Mr. Massie for trespassing. While Mr. Massie was being arrested, six individuals removed the plaintiffs’ personal property from the home to the front yard and the garage. The Amended Complaint alleges that these individuals were “from Allegiance.” Id. ¶ 34. In removing the plaintiffs’ property, the First Allegiance workers damaged and destroyed the plaintiffs’ furnishings. The plaintiffs later discovered, while packing their belongings into a rental truck, that several items of their personal property were missing, including $4,600 in cash, several watches and jewelry items, and four of their children’s iPads. Id. ¶ 38. After relocating to a hotel, the plaintiffs contacted both defendants. A LoanCare representative informed the plaintiffs that LoanCare was not honoring the loan modification

agreement, id. ¶ 42, and First Allegiance informed the plaintiffs that it had “hired Maurice Johnson to evict the Plaintiffs from the Property at the direction of Defendant LoanCare,” id. ¶ 44. The First Allegiance representative told Ms.

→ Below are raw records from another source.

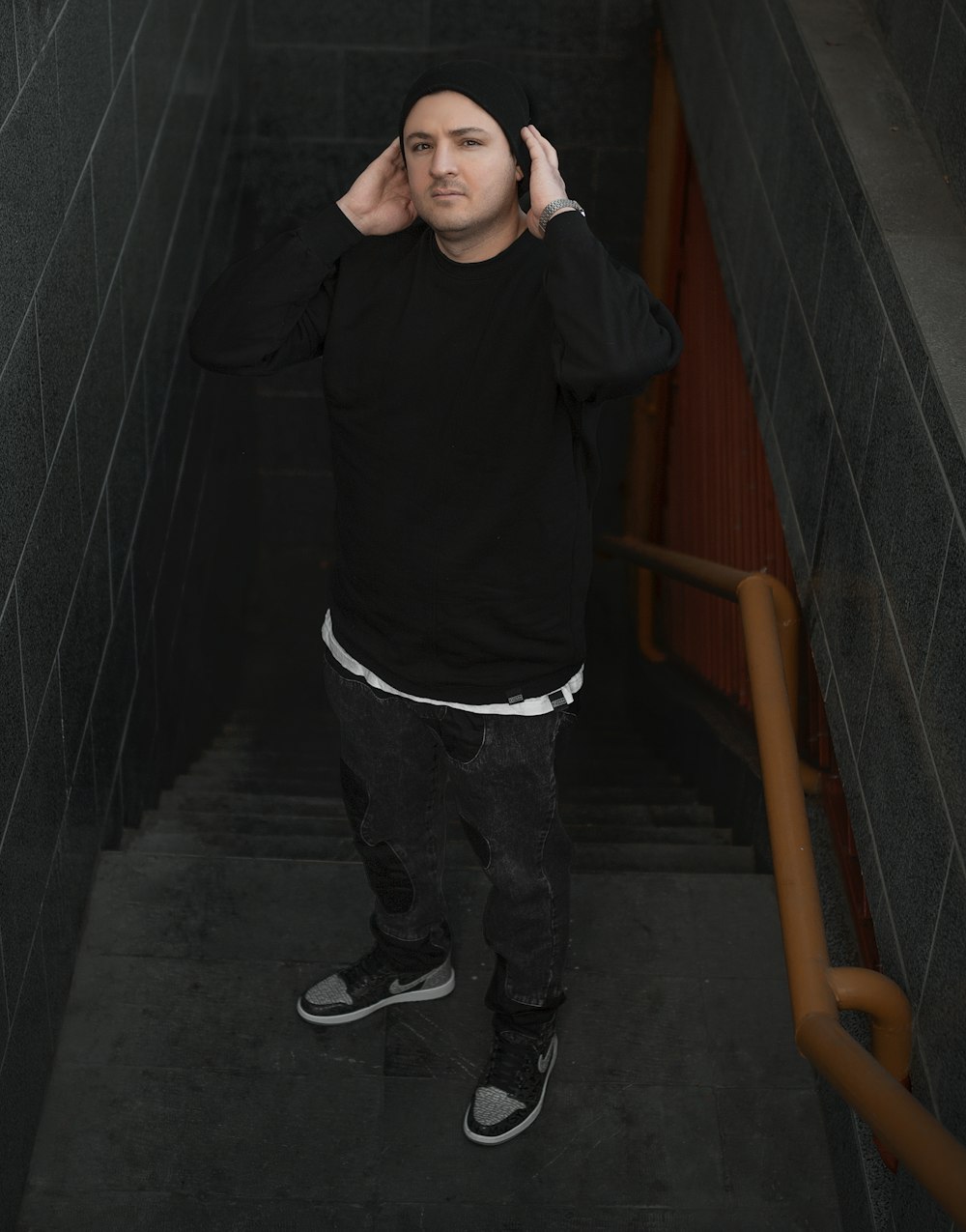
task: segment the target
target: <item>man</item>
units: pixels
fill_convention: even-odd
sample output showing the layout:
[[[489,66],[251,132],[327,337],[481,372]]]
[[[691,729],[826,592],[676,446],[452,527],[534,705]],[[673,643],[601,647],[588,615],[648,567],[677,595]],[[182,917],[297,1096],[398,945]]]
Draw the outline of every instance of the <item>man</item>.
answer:
[[[222,275],[191,344],[238,373],[324,351],[327,686],[376,944],[298,1013],[350,1023],[452,991],[448,780],[495,955],[463,1130],[504,1142],[557,1056],[570,843],[553,752],[583,681],[598,408],[672,366],[678,329],[590,233],[524,87],[457,62],[413,85],[398,140],[345,196]]]

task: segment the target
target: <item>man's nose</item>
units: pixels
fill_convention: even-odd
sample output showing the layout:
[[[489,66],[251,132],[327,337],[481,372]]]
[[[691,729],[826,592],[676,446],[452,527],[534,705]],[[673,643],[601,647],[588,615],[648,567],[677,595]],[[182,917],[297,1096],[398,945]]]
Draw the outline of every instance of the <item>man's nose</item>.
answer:
[[[440,142],[436,145],[429,170],[436,179],[456,175],[456,153],[451,142]]]

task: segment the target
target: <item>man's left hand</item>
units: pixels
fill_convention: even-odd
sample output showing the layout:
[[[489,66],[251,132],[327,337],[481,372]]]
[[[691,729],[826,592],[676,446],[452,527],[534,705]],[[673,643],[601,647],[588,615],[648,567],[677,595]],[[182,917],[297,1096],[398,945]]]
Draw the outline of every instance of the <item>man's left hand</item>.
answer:
[[[540,229],[540,216],[551,201],[567,197],[567,185],[561,175],[557,150],[541,133],[536,124],[526,124],[520,129],[530,152],[530,212],[526,225],[537,239],[543,239]],[[561,213],[566,211],[561,209]]]

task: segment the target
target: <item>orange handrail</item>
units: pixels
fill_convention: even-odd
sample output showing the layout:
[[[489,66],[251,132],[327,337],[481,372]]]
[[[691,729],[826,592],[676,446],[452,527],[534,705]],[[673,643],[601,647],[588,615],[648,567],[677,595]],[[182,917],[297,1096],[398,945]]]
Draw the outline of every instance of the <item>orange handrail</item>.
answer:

Banks that she “had no knowledge of the other people who evicted the Plaintiffs and their person[al] property from the Property” and that “she did not know if she could help because Allegiance did not know the workers.” Id. ¶¶ 45-46. Plaintiffs bring a variety of claims (including for breach of contract, racial and sex discrimination in violation of the FHA, intentional infliction of emotional distress, and conversion) against LoanCare regarding the loan modification process and their subsequent eviction, and conversion claims against First Allegiance, which allegedly hired the individuals who removed the plaintiffs’ personal property from the home, regarding their damaged and missing personal property. Defendants each filed a motion to dismiss for failure to state a claim. DISCUSSION

A motion to dismiss brought pursuant to Federal Rule of Civil Procedure 12(b)(6) should be granted if the complaint fails to state a claim for relief that is plausible on its face. Ashcroft v. Iqbal, 556 U.S. 662, 678 (2009). In ruling on a motion to dismiss under Rule 12(b)(6), a court must construe all factual allegations as true and draw all reasonable inferences in the plaintiffs’ favor, but the court need not accept legal conclusions or conclusory allegations. Id. at 680-82. When resolving a Rule 12(b)(6) motion, a court may consider only allegations in the complaint, documents attached to the complaint, and documents that are both referred to in the complaint and central to its claims. Levenstein v. Salafsky, 164 F.3d 345, 347 (7th Cir. 1998). In this case, the plaintiffs’ claims are all premised on the same core set of facts relating to their August 2017 eviction from the property, as evidenced by the integration of all of the factual allegations into every count of the Amended Complaint. Ultimately, the injuries complained of

derive from the plaintiffs’ eviction from the home, both by the Cook County Sheriff on August 10 and by Richton Park police on August 16, and the subsequent damage to their personal property by Maurice Johnson and several other individuals.